If you look closely, under the fallen oak leaves, you see that something is still blooming, even after snow and frost.

I see that the apparent death is only a transition to the renewal that spring will engender.

My own poem in this issue of Blue Unicorn focuses this aspect of winter, cultivating patience while waiting for the season of new life spring from seed and established roots. It is inspired by my friend Beth–writer, reader, ruminator, environmentalist, and traveler–who has visited Ireland and Scotland several times. Not long ago, she taught me a new word, “hibernaculum” which comes from zoology and means, I understand now, means a kind of winter nest.

You can read work by Beth at her own website or in this Winona Media guest appearance from 2013 in a post titled “Celebrating the Diversity of Independent Book Stores”–be sure to scroll all the way to the end for Beth’s essay on Irish book seller Des Kenny.

Whatever you are currently coming to terms with or letting go of, I wish you also thoughts of rumination, hibernation, and contemplation of eventual renewal, individually and for all of us who share existence for a time on this uncertain but spectacularly beautiful planet.

LESLIE

Postcards: November 2, 2020–Return to Bucksnort

Yesterday, returning from our trip to Lanesboro to celebrate Tim’s birthday, it was beautifully sunny and warm. Since we’d gotten an early start, we decided to detour to take look at Eagle Bluff Residential Environmental Learning Center (an organization we’d visited long ago when I was helping to raise money for them.) As navigator, I realized that we were on the very county highway which could take us back to Bucksnort! We’d visited last year–just a dot on the map but a trout stream of exceptional clarity and sparkle. Here’s a link to a few lines about it from 2019.

What is the allure of this tiny place? Maybe it’s just the name? Or knowing that I will be rereading Hemmingway’s collection of fiction, The Nick Adams Stories, later this fall with my Book Group? (Remember the short story, “Big Two-Hearted River,” from high school English class, perhaps?) In any case, something drew us to return to this swift-running trout stream yesterday. Tim commented that the air seemed more fresh and the colors more vivid there than in other places.

Or maybe it’s the image of the dam? The human-built addition that affects the rest natural world, creating more concentrated power for an instant, more leaps and agitations and aeration? I am wondering about the Brown Trout and their own leaping and falling, seeking and finding and resting as contemplate the human political cycles we’ve grafted onto the seasonal ones, the rise and fall of Fortune’s Wheel. Like Boethius, I keep seeking consolation in the midst of mental agitation, if not in pure philosophy than at least in poetry.

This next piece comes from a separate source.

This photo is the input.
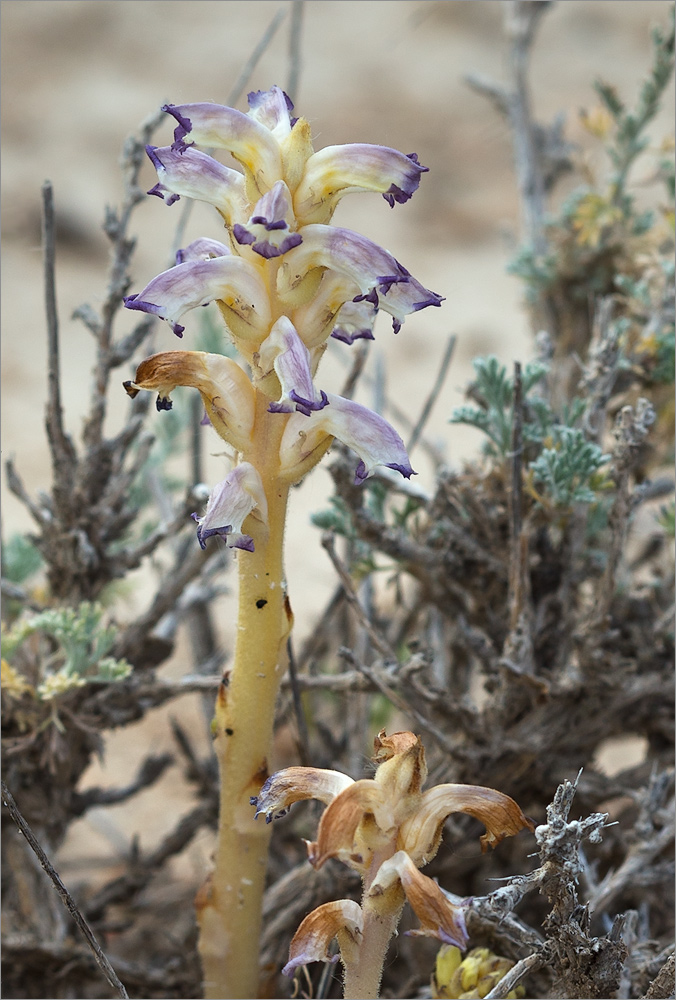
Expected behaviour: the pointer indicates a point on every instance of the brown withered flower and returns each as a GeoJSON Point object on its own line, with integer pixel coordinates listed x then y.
{"type": "Point", "coordinates": [386, 828]}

These photographs don’t do beautiful Bucksnort justice, but perhaps they offer a hint of the refreshment we found there at the conclusion of a welcome (mostly) screen-free weekend, free from most thoughts of volatile national roiling. We simply basked in the natural flow of Trout Run Creek, the green streaming of water weeds, the clouds reflecting in the double movement of sky and water.

Wishing you all moments of the deepest serenity in the fraught week ahead, knowing the ups and downs are all part of the flow. Remember to breathe!